Parameter	Type	Description
`dataframe`	`pd.DataFrame`	Input dataset to preprocess

The preprocessor stores the DataFrame as self.dataframe. All methods modify it in place.

`drop_columns_and_return`

pre.drop_columns_and_return(columns_to_drop)

Removes specified columns from the DataFrame. Silently skips columns that don't exist.

Parameter	Type	Description
`columns_to_drop`	`list[str]`	Column names to remove

`convert_yes_no_to_binary`

pre.convert_yes_no_to_binary()

Finds all columns containing only "Yes" / "No" values (plus NaN) and converts them to 1 / 0 integers. Useful for encoding survey-style columns automatically.

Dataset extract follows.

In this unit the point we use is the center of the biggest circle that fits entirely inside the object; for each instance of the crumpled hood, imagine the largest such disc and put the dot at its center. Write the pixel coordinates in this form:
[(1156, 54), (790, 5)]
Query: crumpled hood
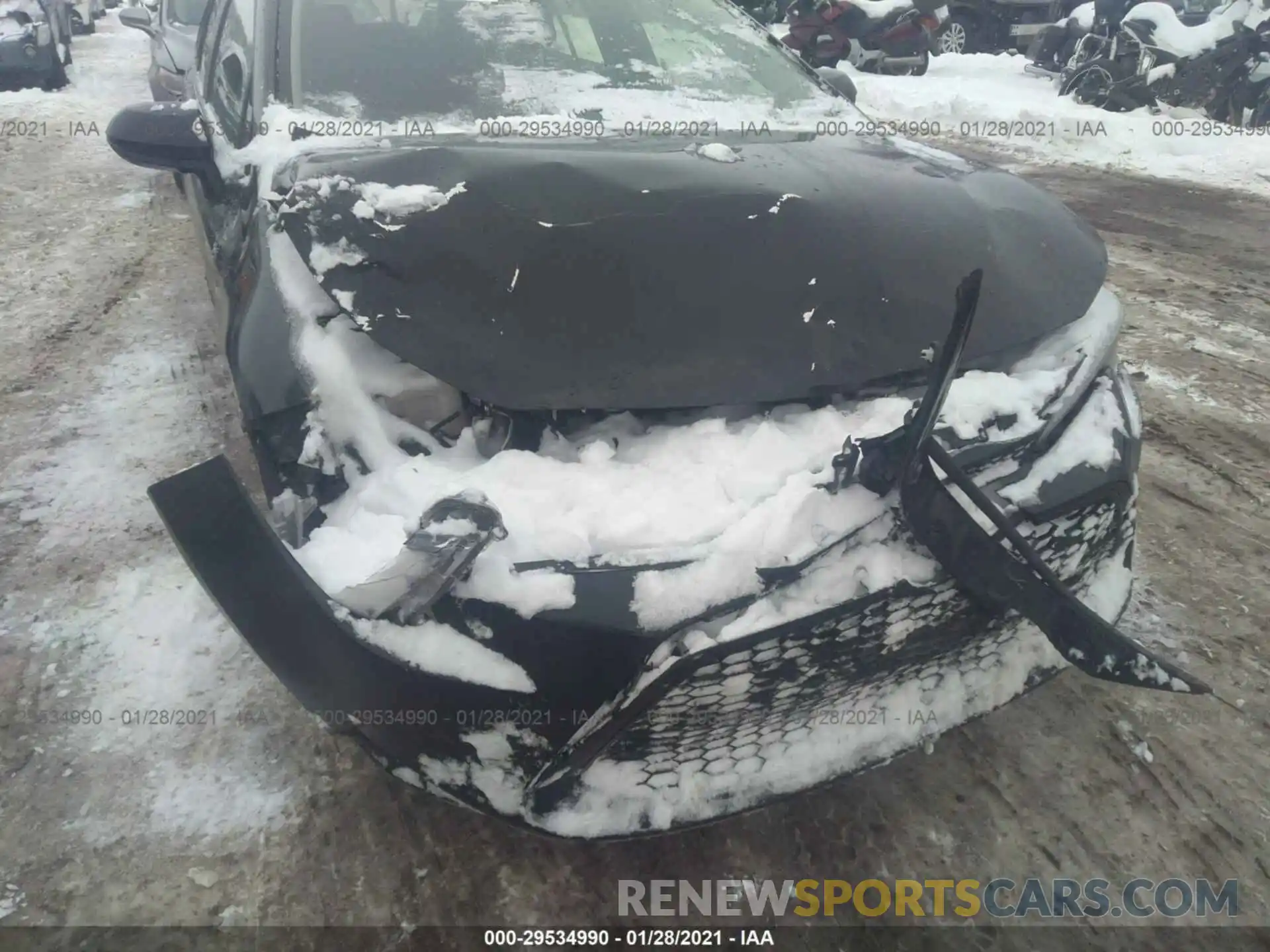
[(634, 274)]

`transform_nan_to_zero_for_binary_columns`

pre.transform_nan_to_zero_for_binary_columns()

Fills NaN values with 0 in binary columns (columns containing only 0, 1, and NaN). Treats missingness as absence of the event.

Usage pattern

Methods are typically chained in sequence during pipeline setup:

pre = DataPreprocessor(df)
pre.convert_yes_no_to_binary()
pre.transform_nan_to_zero_for_binary_columns()
pre.drop_columns_and_return(["pain_when", "is_smoker", "per_day"])

cleaned_df = pre.dataframe